Graph Data Modeling

This section will cover how to model data as a graph as well as how to import data into Neo4j using LOAD CSV.

Let’s first identify the tools and concepts we’ll be using:

Neo4j Tools

Neo4j Browser - Neo4j Browser (this web application!) is a query workbench for querying Neo4j and visualizing the results.
Cypher - Cypher is the query language for graphs used to interact with Neo4j. Cypher is an expressive query language designed for graphs that allows the user to define graph queries defining a traversal.
LOAD CSV - functionality built into Cypher that allows for importing data into Neo4j from CSV / flat files.

Next, let’s introduce the dataset we’ll be using today.

Short term housing rental data

Inside Airbnb

Inside Airbnb has collected data on listings, hosts and reviews. We will use this data as an example to see how we can model and import data into Neo4j. We will learn the Cypher query language

The Datamodel

Listings, reviews, hosts

This is the full data model that we will build out using data from Inside Airbnb.

The Labeled Property Graph Model

Neo4j implements the labeled property graph data model.
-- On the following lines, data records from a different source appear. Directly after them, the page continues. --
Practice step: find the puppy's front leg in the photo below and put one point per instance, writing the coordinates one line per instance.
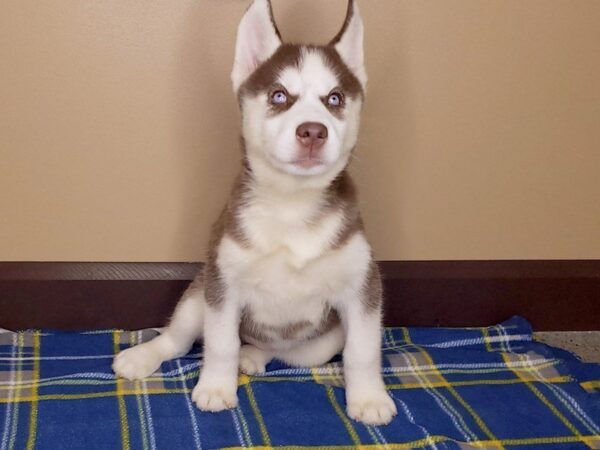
(366, 397)
(217, 388)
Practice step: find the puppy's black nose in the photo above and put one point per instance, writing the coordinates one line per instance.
(312, 134)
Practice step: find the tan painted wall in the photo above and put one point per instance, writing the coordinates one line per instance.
(481, 133)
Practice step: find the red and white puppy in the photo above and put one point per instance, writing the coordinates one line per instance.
(289, 271)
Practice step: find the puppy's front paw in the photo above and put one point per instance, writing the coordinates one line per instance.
(214, 398)
(372, 406)
(137, 362)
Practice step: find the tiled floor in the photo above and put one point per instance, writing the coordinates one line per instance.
(586, 344)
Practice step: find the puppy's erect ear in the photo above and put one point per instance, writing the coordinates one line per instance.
(257, 40)
(349, 43)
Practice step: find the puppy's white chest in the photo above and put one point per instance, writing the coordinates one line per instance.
(292, 283)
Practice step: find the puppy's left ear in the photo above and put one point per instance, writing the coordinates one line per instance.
(349, 43)
(258, 38)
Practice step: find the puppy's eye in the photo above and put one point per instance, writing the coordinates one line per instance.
(335, 99)
(279, 98)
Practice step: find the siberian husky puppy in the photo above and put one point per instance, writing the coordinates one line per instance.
(289, 272)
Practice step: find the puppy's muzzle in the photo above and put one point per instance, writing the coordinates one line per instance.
(312, 137)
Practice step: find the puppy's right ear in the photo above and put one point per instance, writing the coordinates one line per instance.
(258, 38)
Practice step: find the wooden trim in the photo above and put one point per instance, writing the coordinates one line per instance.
(553, 295)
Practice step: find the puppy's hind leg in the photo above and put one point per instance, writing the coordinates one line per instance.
(316, 351)
(176, 340)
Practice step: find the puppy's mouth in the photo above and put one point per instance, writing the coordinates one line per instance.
(308, 163)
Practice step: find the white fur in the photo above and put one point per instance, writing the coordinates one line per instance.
(288, 271)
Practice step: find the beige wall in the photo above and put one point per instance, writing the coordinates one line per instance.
(480, 139)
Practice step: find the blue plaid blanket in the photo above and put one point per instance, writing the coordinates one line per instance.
(489, 388)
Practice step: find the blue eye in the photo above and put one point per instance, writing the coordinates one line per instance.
(334, 99)
(279, 98)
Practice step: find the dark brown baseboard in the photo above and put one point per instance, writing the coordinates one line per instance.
(553, 295)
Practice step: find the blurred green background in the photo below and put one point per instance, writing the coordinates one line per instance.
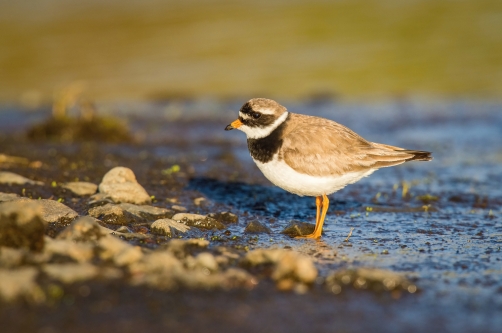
(155, 50)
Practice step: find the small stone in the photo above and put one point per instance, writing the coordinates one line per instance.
(71, 272)
(18, 283)
(4, 197)
(124, 230)
(81, 188)
(287, 264)
(53, 211)
(199, 201)
(207, 260)
(21, 225)
(80, 252)
(377, 280)
(146, 212)
(180, 247)
(126, 213)
(84, 229)
(7, 159)
(159, 269)
(13, 178)
(296, 228)
(178, 208)
(120, 252)
(163, 227)
(114, 214)
(10, 257)
(224, 217)
(198, 221)
(255, 227)
(120, 185)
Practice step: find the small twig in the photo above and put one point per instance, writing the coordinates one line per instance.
(350, 234)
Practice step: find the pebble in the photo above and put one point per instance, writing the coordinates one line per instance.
(120, 185)
(126, 213)
(159, 269)
(4, 197)
(179, 208)
(20, 282)
(81, 188)
(255, 227)
(163, 227)
(146, 212)
(377, 280)
(52, 211)
(21, 225)
(114, 214)
(80, 252)
(10, 257)
(71, 272)
(287, 264)
(84, 229)
(198, 221)
(297, 228)
(199, 201)
(206, 260)
(118, 251)
(224, 217)
(11, 178)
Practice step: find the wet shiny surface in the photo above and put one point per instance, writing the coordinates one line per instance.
(438, 222)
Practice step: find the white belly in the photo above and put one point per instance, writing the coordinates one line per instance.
(282, 175)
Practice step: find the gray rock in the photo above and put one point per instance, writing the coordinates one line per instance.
(255, 227)
(224, 217)
(84, 229)
(21, 225)
(71, 272)
(13, 178)
(120, 185)
(296, 228)
(18, 283)
(81, 188)
(4, 197)
(164, 226)
(198, 221)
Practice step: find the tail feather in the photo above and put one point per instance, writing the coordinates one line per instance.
(386, 155)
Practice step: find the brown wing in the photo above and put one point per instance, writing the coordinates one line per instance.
(320, 147)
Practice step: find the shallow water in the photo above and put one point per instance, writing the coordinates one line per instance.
(439, 222)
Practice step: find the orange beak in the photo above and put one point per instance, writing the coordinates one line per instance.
(233, 125)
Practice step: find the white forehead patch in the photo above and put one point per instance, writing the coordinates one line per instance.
(267, 111)
(258, 133)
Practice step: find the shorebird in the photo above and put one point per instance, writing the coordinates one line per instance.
(312, 156)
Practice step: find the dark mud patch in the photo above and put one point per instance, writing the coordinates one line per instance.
(450, 249)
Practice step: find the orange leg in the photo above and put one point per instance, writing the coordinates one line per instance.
(322, 204)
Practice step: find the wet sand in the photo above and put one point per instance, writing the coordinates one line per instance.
(438, 223)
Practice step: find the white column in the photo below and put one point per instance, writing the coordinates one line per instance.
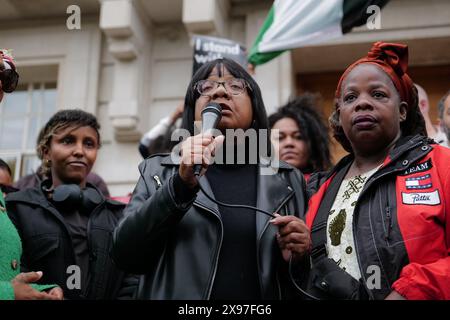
(129, 42)
(206, 17)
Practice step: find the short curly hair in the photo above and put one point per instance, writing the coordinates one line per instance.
(413, 124)
(61, 120)
(312, 125)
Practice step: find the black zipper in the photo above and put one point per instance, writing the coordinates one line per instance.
(216, 258)
(285, 200)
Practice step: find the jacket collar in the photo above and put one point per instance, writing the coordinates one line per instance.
(405, 152)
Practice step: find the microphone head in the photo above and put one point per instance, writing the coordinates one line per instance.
(213, 107)
(211, 116)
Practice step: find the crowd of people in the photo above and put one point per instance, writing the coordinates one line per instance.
(290, 225)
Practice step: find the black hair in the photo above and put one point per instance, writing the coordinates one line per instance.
(260, 120)
(413, 124)
(441, 104)
(259, 111)
(312, 126)
(4, 165)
The components of the labeled property graph model are:

The Labeled Property Graph Model

lpg

Node - The node is the entity or object. Each node can have one or more labels.
Relationship - Relationships connect Nodes in the graph. Each relationship has a single type.
Properties - Key-values pairs stored on either Nodes or Relationships

An Introduction to Cypher

When using Cypher, we will be defining graph patterns, expressed as ASCII-art like strings. For example:

A simple graph traversal

MATCH (l:Listing)-[:HAS]->(a:Amenity)
RETURN l, COLLECT(a) AS amenities;

Creating data with Cypher

CREATE (l:Listing {listing_id: "1234"})
SET l.name  = "Spacious 2 bedroom",
    l.price = 195
CREATE (a1:Amenity {name: "wifi"})
CREATE (a2:Amenity {name: "hot tub"})
CREATE (l)-[:HAS]->(a1)
CREATE (l)-[:HAS]->(a2)
RETURN *;

Deleting data

MATCH (a)
DETACH DELETE a;

Cypher keywords

In the previous example, we used the following Cypher keywords:

MATCH - Search the graph for a certain graph pattern
RETURN - Specify results to be returned from the query
COLLECT - An aggregation function, collect elements into a list.
SET - Set property values
CREATE - Create data in the graph. Takes a graph pattern.
DELETE - Delete data from the graph

Next, we will learn how to import data into Neo4j using LOAD CSV;

LOAD CSV

LOAD CSV allows us to import data from CSV files, using Cypher to define the model we want to create.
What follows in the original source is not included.